Unicef ​​reminds that more than 400 million children worldwide, 1 in 6, live in conflict areas and that, according to the United Nations, between 2005 and 2022, at least 120 thousand children have been killed or maimed by wars around the world. Conflicts have a direct impact first and foremost: the United Nations Security Council has identified and condemned six serious violations against children in times of war: killing and maiming; recruitment and use in the armed forces or militias; attacks on schools and hospitals; rape and other forms of serious sexual violence; kidnappings and denial of humanitarian aid.

But they also impact in an ‘indirect’ way: 30 million children are displaced by war. Furthermore, these children are more than twice as likely as those living in peace to be undernourished and without clean water, twice as likely to die before the age of five, and more than three times as likely to not go to school.

Unicef, in its very recent focus on the currently particularly ‘hot’ areas, highlights how from 7 October to 15 November in the Gaza Strip, 4,609 children were killed and over 9,000 injured. In Ukraine, however, as of October 8, more than 1,750 children have lost their lives or suffered injuries. Finally, in Syria, after over 12 years of conflict, 7 million minors require humanitarian assistance, while Sudan achieves the sad record of the largest crisis of displaced children in the world: 3 million.

In addition to conflicts, children face many other challenges, which they did not cause and which in fact they suffer without being able to do anything.

Over 1 billion children, almost half of the world’s child population, live in countries at ‘extreme risk’ of suffering from impacts of climate change . A risk that already belongs to the present but which extends its shadow over the future, also posing a question of intergenerational justice: The climate crisis is a crisis of children’s rights.
One in six children in the world lives in extreme poverty. Approximately 333 million children survive on less than $2.15 a day and malnutrition remains one of the main causes of child mortality: over 13.5 million children under 5 years of age risk dying of hunger. Not only that: every day, over 1,000 children under 5 die due to contaminated water.
• An equally important role of wars and global warming is played by health crises. First and foremost, the Covid-19 pandemic has highlighted serious shortcomings in health preparedness throughout the world, not only in poor areas, and has compromised the progress that had been achieved in recent years.
• It’s still. According to Save the Children data, there are 160 million minors between the ages of 5 and 17 imprisoned in prisons. labor exploitation. A problem that concerns beyond in poor countries 20% of the youngest .
• Finally, the rates child marriage have decreased since 1990, but 12 million girls still marry prematurely every year. Without changes, by 2030 another 100 million very young girls will follow this path.

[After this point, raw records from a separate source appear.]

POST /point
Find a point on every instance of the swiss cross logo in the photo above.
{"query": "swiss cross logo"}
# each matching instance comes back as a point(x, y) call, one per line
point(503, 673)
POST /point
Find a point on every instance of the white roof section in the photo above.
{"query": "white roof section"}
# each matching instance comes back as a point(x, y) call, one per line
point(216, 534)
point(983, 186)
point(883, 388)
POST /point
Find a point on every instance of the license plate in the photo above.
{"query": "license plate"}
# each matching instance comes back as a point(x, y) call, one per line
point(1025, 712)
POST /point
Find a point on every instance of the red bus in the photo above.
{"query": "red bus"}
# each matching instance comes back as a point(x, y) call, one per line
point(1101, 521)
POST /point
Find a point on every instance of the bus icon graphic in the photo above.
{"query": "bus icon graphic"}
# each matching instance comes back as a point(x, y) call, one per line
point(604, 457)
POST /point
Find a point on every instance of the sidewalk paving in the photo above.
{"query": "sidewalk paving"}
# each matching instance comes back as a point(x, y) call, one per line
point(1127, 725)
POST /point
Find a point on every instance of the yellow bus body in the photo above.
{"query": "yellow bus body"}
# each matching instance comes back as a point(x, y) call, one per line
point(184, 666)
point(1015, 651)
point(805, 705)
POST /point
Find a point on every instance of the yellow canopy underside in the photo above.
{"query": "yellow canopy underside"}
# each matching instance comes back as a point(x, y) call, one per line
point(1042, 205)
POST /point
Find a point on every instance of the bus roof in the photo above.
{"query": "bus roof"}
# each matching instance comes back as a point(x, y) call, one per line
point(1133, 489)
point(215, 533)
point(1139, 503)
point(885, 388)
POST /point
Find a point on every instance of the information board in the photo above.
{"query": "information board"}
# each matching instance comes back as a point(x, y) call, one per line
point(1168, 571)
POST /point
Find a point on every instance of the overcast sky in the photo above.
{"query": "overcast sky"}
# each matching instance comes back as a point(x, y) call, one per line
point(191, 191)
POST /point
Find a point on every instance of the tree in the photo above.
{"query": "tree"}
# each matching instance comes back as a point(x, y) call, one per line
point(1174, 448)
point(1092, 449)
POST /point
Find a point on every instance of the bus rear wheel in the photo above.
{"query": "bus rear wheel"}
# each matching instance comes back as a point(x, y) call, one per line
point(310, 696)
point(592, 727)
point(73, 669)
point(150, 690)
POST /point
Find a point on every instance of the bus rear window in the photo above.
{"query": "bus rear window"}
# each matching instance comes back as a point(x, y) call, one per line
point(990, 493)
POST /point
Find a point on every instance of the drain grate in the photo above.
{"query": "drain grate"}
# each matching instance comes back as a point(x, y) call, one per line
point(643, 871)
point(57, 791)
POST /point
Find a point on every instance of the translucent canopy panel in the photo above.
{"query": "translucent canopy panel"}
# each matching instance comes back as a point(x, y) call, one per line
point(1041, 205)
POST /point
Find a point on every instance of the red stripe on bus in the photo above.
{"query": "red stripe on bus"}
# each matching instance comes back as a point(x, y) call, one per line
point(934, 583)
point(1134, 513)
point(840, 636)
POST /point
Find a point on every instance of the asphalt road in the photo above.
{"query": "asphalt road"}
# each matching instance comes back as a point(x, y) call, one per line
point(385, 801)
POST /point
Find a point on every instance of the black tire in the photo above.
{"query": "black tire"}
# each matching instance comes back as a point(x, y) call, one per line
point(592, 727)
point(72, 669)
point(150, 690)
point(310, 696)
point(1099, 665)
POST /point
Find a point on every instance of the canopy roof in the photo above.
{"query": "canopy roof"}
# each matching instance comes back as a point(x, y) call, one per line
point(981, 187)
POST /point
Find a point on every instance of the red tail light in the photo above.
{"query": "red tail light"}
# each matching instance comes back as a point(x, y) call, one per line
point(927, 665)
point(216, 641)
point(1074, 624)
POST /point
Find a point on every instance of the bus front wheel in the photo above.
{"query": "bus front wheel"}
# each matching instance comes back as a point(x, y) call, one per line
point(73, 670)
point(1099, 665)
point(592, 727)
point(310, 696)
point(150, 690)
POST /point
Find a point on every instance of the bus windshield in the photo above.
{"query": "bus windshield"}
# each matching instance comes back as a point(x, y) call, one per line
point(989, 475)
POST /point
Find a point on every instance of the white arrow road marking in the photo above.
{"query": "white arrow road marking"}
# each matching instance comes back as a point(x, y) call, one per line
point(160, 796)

Children’s rights in Italy

In Italy, according to Save the Children, almost one million four hundred thousand children live in absolute poverty. An less than honorable scenario, confirmed by Eurostat data which highlights how 2.85 million children are exposed to poverty and social exclusion , almost 30% of the total. Not that in Europe the situation is rosier: 1 in 4 minors (19.6 million) are at risk of poverty or social exclusion.
Surely the pandemic has accentuated already existing social issues, making the link between inequalities and health problems even closer: a combination that does not spare minors, who indeed find themselves in a particularly fragile condition. Added to this are cuts to education and early childhood services, and global factors of instability such as the war in Ukraine (now also that in the Gaza Strip) and inflation.

In short, we are far from truly improving the lives, well-being and safety of children in the world and this is why a day like today is also fundamental for spread a culture of protection both in adults, the only ones who can change things, and in children and adolescents, who must be made involved and aware of their rights from an early age so that they can truly have a voice to be heard.